What has your experience been like working in the Trinity Long Room Hub?  

It goes without saying that it was extraordinary to be based a few steps from TCD Library and all its wonderful resources, as well as having the NLI and the RIA around the corner, but being able to partake of the Hub’s boundless event and talk offerings was another major gift. I found myself attending fantastic events many days and evenings, such as a presentation by Fagel Collection Visiting Research Fellow Emily Monty, the celebration of poet Eiléan Ní Chuilleanáin, the launch of The Letters, Writings, and Speeches of Oliver Cromwell (OUP), and a ‘Behind the Headlines’ series panel on climate catastrophe featuring Neasa Hardiman, Conor Brennan, Cathriona Russell, and Yairen Jerez Columbié. Early-career researchers are the lifeblood of the Hub’s lively research environment. Hearing Conor Brennan, Tereza Mytakou, Ursula Quill, Zoe Gosling, Yingjun Wei, Patrick Duffy, Scotty McQueen, and Orlaith Darling discuss their work was fascinating, not least because, in Orlaith’s case, I was aware of her research before I came to Dublin.  

In addition, the Hub’s location allowed me to easily access relevant cultural events nearby. For instance, MoLI and the German Embassy co-sponsored a Heinrich Böll celebration during my month in Dublin, which I was thrilled to attend. I came to Dublin thinking I would work solely on Heinrich Böll but was delighted to discover TCD holdings related to his wife, Annmarie, about whom I had known little. It turns out that she translated J.M. Synge, Brendan Behan, and Flann O’Brien into German, so she may turn out to be the crucial Böll in terms of the post-war German imaginary of rural Ireland!  

Did you feel the Hub was a collaborative space, and if so, was this helpful to you as a researcher? 

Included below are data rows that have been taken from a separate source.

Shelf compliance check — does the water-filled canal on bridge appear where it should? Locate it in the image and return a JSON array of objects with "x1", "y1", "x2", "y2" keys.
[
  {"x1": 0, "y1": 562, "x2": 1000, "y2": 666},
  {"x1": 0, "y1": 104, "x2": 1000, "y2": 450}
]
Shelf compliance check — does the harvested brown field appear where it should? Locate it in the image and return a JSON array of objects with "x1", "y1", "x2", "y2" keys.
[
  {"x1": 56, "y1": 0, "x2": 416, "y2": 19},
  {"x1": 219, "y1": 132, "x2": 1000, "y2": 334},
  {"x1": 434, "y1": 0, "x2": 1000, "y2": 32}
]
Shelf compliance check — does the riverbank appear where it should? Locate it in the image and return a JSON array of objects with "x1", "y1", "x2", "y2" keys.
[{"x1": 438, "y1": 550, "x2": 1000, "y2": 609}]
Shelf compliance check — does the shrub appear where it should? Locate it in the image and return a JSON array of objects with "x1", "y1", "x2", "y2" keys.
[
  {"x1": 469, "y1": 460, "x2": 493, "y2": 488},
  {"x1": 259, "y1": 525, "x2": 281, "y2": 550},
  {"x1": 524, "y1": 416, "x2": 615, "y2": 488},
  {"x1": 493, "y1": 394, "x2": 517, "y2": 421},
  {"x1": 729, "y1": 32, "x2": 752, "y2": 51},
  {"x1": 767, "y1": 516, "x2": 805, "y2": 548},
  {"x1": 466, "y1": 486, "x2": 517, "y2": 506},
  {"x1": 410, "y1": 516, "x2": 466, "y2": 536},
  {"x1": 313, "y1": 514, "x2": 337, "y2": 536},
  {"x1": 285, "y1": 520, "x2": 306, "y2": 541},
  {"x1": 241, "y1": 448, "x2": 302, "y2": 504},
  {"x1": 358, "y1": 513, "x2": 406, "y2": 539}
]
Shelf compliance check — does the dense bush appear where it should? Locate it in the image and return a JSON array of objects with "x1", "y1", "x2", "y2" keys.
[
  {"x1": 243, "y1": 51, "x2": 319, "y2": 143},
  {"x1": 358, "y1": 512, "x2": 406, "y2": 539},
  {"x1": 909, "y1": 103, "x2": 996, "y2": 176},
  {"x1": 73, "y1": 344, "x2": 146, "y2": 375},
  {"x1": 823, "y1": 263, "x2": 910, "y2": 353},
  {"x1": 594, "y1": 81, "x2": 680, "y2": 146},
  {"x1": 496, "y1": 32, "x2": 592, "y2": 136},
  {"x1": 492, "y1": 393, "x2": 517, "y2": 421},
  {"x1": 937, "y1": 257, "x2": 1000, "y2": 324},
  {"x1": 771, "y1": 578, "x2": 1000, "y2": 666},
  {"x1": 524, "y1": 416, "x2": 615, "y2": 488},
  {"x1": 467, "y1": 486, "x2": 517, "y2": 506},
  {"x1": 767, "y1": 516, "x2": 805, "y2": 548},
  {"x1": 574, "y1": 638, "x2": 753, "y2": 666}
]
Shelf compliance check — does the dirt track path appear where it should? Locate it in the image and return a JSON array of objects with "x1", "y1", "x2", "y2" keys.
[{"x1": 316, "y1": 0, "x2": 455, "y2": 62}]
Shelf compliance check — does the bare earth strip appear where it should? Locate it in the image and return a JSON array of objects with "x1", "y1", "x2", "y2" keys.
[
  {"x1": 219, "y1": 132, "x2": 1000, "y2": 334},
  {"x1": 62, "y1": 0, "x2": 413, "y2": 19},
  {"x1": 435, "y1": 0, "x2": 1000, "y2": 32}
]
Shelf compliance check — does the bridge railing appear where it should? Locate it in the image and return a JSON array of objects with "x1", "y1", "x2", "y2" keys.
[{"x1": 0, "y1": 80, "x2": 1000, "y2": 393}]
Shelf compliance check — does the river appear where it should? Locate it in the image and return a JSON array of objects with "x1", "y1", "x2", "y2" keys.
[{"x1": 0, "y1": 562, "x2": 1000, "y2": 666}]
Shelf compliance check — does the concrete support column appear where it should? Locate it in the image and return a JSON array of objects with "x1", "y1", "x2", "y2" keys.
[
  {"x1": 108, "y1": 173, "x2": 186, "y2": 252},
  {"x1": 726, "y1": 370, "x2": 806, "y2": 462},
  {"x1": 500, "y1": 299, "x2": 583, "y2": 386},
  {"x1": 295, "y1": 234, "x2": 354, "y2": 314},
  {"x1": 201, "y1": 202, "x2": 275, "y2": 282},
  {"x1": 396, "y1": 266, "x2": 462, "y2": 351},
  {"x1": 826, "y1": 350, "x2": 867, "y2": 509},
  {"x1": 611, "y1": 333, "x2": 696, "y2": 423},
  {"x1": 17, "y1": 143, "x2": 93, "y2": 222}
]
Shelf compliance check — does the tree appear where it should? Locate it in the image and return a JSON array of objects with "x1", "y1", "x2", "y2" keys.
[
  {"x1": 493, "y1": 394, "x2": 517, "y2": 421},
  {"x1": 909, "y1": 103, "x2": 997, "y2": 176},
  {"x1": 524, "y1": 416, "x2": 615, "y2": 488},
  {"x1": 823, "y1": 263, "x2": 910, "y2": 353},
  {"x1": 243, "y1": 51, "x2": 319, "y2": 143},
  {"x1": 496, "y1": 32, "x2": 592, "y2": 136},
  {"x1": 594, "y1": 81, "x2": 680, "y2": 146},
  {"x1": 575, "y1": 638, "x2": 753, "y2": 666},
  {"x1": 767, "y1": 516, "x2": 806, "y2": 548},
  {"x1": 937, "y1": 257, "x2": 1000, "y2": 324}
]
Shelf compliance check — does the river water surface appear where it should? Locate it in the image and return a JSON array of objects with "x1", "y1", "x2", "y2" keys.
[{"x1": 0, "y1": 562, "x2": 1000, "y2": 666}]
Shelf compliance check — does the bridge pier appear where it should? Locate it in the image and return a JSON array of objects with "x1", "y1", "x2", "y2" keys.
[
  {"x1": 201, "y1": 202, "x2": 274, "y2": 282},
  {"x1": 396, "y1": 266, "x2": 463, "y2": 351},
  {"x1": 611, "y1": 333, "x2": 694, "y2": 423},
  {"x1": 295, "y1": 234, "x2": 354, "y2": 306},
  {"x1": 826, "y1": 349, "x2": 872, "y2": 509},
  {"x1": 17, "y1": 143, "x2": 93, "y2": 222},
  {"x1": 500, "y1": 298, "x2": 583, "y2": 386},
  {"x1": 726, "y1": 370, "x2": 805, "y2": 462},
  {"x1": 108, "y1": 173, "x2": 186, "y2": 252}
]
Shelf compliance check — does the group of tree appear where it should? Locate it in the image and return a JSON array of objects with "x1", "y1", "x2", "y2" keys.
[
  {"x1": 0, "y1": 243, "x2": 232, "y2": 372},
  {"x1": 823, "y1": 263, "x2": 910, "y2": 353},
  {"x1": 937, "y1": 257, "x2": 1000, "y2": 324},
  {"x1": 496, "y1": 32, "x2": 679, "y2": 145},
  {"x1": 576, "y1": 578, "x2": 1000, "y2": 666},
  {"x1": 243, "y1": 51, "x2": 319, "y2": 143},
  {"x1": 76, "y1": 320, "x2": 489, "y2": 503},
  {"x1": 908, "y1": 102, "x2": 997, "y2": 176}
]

I found the Hub to be an incredibly collaborative and inspiring space. I thoroughly enjoyed hearing presentations by early career researchers doing really interesting work in Linguistics, Germanic Studies, History, and English. Indeed, when I gave the customary short presentation on my fellowship project, I received some really astute comments from some of the early-career researchers at the Hub that will shape how it proceeds. It was a luxury and a privilege to share space with such engaged and intellectually generous scholars. I am so thankful to Prof. Chris Morash & Prof. Eve Patten for supporting my application, and to the Hub staff, Caitriona Curtis, Eva, Emily, and Robert, for their support throughout my stay. 

Mary Burke is Professor of English at the University of Connecticut. Her book, Race, Politics, and Irish-America: A Gothic History, was published by Oxford UP in 2022/2023 (UK/US). Her first book with OUP was a cultural history of Irish Travellers, and she collaborated with Tramp Press on the 2022 edition of Traveller-Romany novelist Juanita Casey’s The Horse of Selene. Professor Burke has had recent cover images and/or lead articles in a number of significant journals, including the James Joyce Quarterly, and her work has featured  in NPR, the Irish Times, RTÉ, and Faber. A graduate of Trinity College Dublin and Queen's University Belfast, she has served on the Fulbright National Screening Committee for Ireland and is a former University of Notre Dame NEH Irish Institute Fellow and MLA Irish Literature Committee chair.